Saturday, May 12, 2012

Study Claims No Link Between Stage 2 Cyclic Alternating Patterns of Sleep and ADHD

One of the original criteria for the diagnosis of attention deficit hyperactivity disorder (ADHD) was a pattern of sleep problems. Although this is no longer included in the clinical criteria to reach a diagnosis of ADHD, many children with ADHD experience sleep disturbances. According to parental reports, sleep problems occur in over half of children with ADHD. Understanding the sleep microstructure, or sequence of waking moments and sleep arousals that occur, in children with ADHD is important for addressing the symptoms.

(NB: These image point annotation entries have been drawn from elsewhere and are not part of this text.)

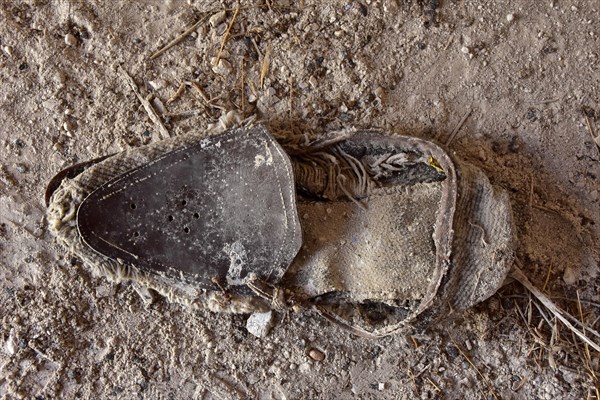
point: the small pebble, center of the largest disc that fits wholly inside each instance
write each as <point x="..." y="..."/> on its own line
<point x="216" y="19"/>
<point x="316" y="355"/>
<point x="259" y="324"/>
<point x="380" y="93"/>
<point x="70" y="39"/>
<point x="222" y="68"/>
<point x="69" y="126"/>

When children do not get enough sleep, their attention during waking hours can be significantly compromised, stretching their already limited attention resources further.

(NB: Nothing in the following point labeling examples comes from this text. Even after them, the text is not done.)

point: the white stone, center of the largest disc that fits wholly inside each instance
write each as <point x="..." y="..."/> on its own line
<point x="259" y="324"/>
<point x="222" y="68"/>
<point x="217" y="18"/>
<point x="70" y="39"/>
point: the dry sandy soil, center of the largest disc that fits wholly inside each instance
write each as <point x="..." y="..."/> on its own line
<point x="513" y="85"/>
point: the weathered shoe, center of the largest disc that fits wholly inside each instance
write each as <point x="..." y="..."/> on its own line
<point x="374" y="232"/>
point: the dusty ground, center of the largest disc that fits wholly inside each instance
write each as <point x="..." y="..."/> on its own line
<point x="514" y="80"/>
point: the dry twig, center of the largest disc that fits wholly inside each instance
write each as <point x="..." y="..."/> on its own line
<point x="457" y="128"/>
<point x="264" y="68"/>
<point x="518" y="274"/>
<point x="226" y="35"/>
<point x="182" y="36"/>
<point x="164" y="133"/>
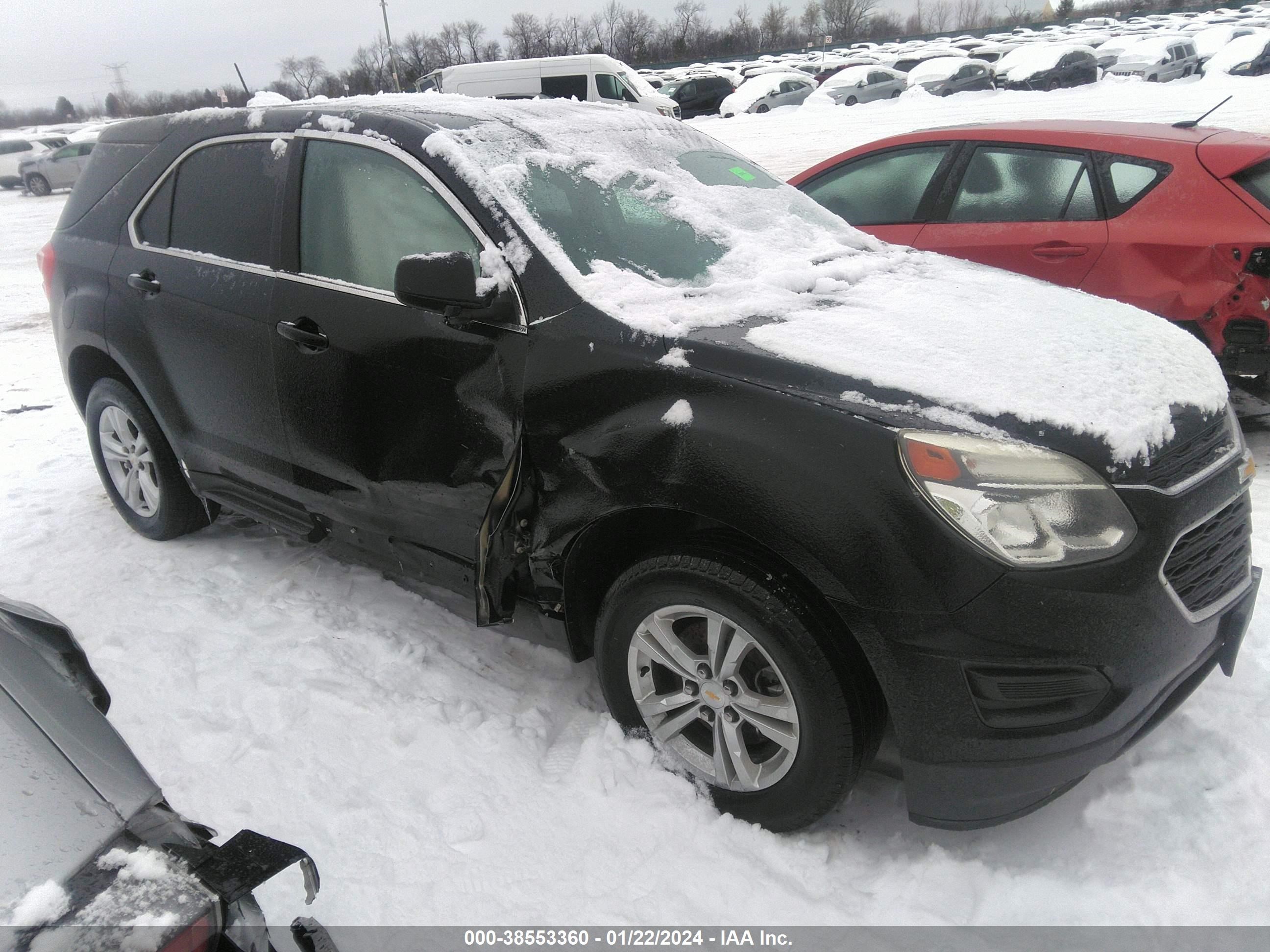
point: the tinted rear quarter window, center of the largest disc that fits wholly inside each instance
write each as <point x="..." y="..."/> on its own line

Although there has been evidence of a link between sleep disturbances and ADHD in some existing research, there have been few studies that have focused specifically on sleep microstructure in children with ADHD. Therefore, I. Prihodova of the Department of Neurology and Center of Clinical Neuroscience at Charles University in the Czech Republic conducted a study of 14 children with a diagnosis of ADHD and no history of sleep problems. Prihodova assessed the sleep stability in the participants and compared that to the sleep stability of 14 control participants with no history of ADHD or sleep problems. The participants were evaluated via video monitor for two nights and measured for sleep arousal and disturbances using a system called CAP.

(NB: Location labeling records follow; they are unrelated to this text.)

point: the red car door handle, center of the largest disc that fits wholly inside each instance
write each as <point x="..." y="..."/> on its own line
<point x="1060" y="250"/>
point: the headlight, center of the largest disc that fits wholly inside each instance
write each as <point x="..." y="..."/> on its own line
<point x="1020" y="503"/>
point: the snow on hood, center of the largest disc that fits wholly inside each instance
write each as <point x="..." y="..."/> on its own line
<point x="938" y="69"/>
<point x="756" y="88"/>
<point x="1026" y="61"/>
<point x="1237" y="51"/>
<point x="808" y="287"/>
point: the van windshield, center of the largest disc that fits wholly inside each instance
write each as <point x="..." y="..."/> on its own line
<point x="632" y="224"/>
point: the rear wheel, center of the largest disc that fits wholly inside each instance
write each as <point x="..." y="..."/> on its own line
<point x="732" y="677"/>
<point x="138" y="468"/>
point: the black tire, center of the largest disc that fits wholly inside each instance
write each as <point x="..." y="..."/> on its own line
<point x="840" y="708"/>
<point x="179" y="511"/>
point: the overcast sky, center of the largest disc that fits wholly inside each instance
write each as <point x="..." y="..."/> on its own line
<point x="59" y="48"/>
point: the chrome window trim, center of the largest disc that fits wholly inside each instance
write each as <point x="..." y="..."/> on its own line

Prihodova found that the children with ADHD had no significant differences in CAP scoring than those without ADHD. These findings are contrary to some existing research that demonstrates a link between the sleep patterns of ADHD children and non-ADHD children. However, Prihodova believes that the use of microstructure examination, which was not used in existing research, could account for the variances in outcomes. Additionally, Prihodova believes that although the control group and ADHD children were well-matched, the sample size of only 14 subjects with ADHD could be too small to gauge accurate results. Prihodova added, “This discrepancy between our findings and the only present-day study of that particular aspect [Miano et al. (2006)] calls for more research using larger cohorts to verify the results.”